950422 – exceptions in rhq-install.sh log

Bug 950422 - exceptions in rhq-install.sh log

Summary: exceptions in rhq-install.sh log

Keywords:
Status:	CLOSED CURRENTRELEASE
Alias:	None
Product:	JBoss Operations Network
Classification:	JBoss
Component:	Installer
Sub Component:
Version:	JON 3.2
Hardware:	i686
OS:	Linux
Priority:	unspecified
Severity:	high
Target Milestone:	ER01
Target Release:	JON 3.2.0
Assignee:	Stefan Negrea
QA Contact:	Mike Foley
Docs Contact:
URL:
Whiteboard:
Depends On:
Blocks:	971377 951619
TreeView+	depends on / blocked

Reported:	2013-04-10 08:38 UTC by Armine Hovsepyan
Modified:	2015-09-03 00:01 UTC (History)
CC List:	7 users (show)
Fixed In Version:
Clone Of:
Environment:
Last Closed:	2013-04-15 01:47:26 UTC
Type:	Bug
Embargoed:

Attachments	(Terms of Use)
rhq_sh_log.txt (5.08 KB, text/plain) 2013-04-10 08:38 UTC, Armine Hovsepyan	no flags	Details
rhq-storage-installer.png (211.57 KB, image/png) 2013-08-26 10:55 UTC, Armine Hovsepyan	no flags	Details
View All

Description Armine Hovsepyan 2013-04-10 08:38:58 UTC

Created attachment 733544 [details]
rhq_sh_log.txt

Description of problem:


Version-Release number of selected component (if applicable):


How reproducible:
always

Steps to Reproduce:
1. download latest rhq server installer (having cassandra integrated)
2. from non-root user run rhq.sh 
3.
  
Actual results:
rhq server with storage and agetn is installed, having exceptions in log

Expected results:
rhq server with storage and agetn is installed - without exceptions in log

Additional info:
log is attached

Comment 1 John Sanda 2013-04-15 01:47:26 UTC

I am closing this since out since rhq.sh has been replaced by rhqctl.sh.
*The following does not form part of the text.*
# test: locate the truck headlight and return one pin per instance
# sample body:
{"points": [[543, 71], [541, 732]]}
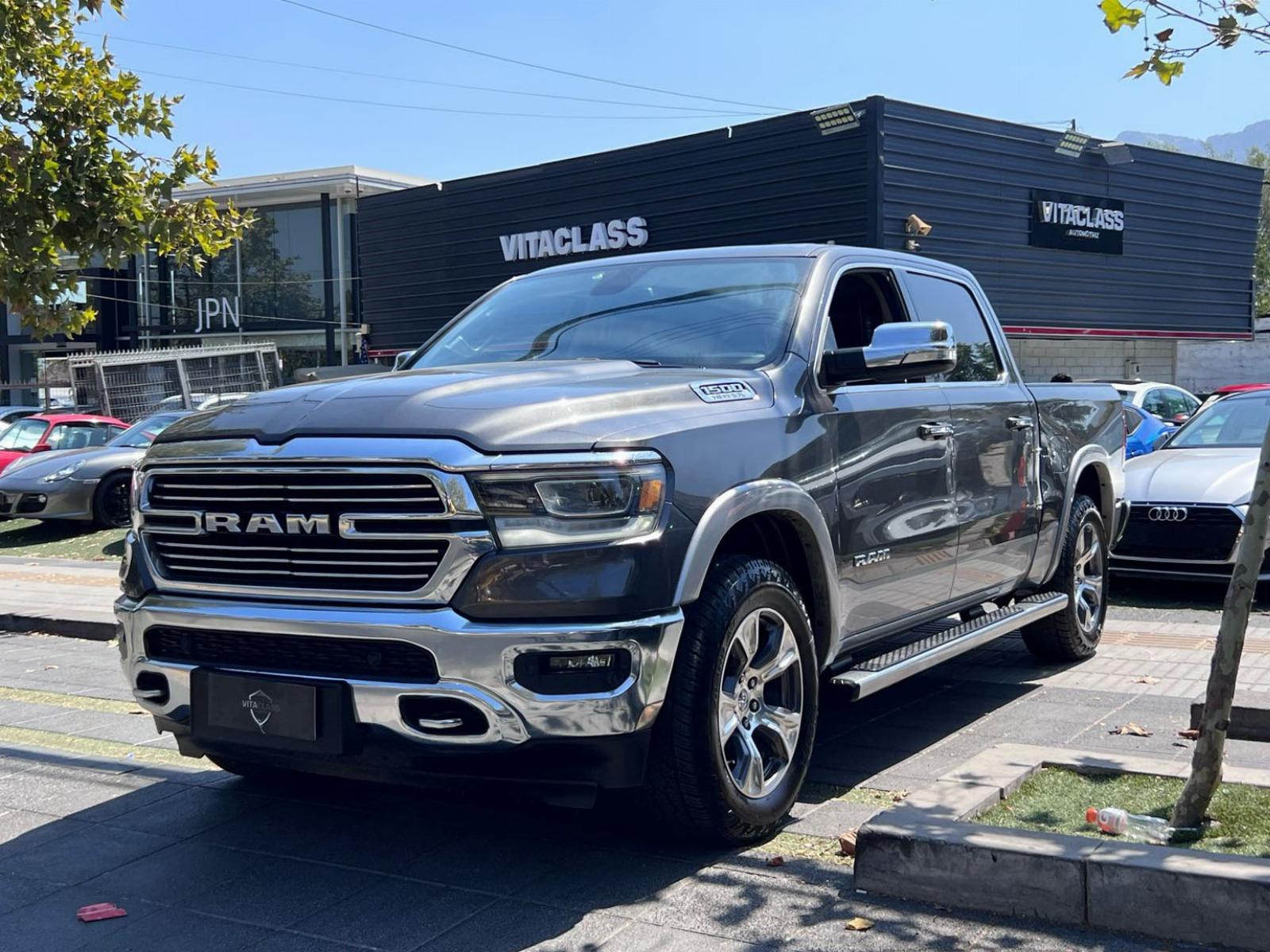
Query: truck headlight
{"points": [[573, 505], [64, 474]]}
Please retest with rhqctl.sh. I may have investigated these exceptions at some point, and I want to say that it looked like it may have been an issue specific to the environment. With that said, if this error occurs again, please run the RHQ installer from a master build to see if you get the error there is well. Even if it is not an issue introduced in the cassandra-backend branch and even if it looks like an environment-specific issue, someone ought to determine what is causing the problems because at some point someone else is bound to run into it.

Comment 2 Armine Hovsepyan 2013-04-18 11:13:36 UTC

Sorry for reopening. The exception exists while running rhq-install.sh as non-root user.

Editing the description of bug.

Comment 4 John Sanda 2013-04-23 11:56:17 UTC

Armine, can you please retest this with a master build as well?

Comment 5 Armine Hovsepyan 2013-04-23 12:40:39 UTC

Bug is visible in master build as well.

removing dependency on Cassandra back-end tracker.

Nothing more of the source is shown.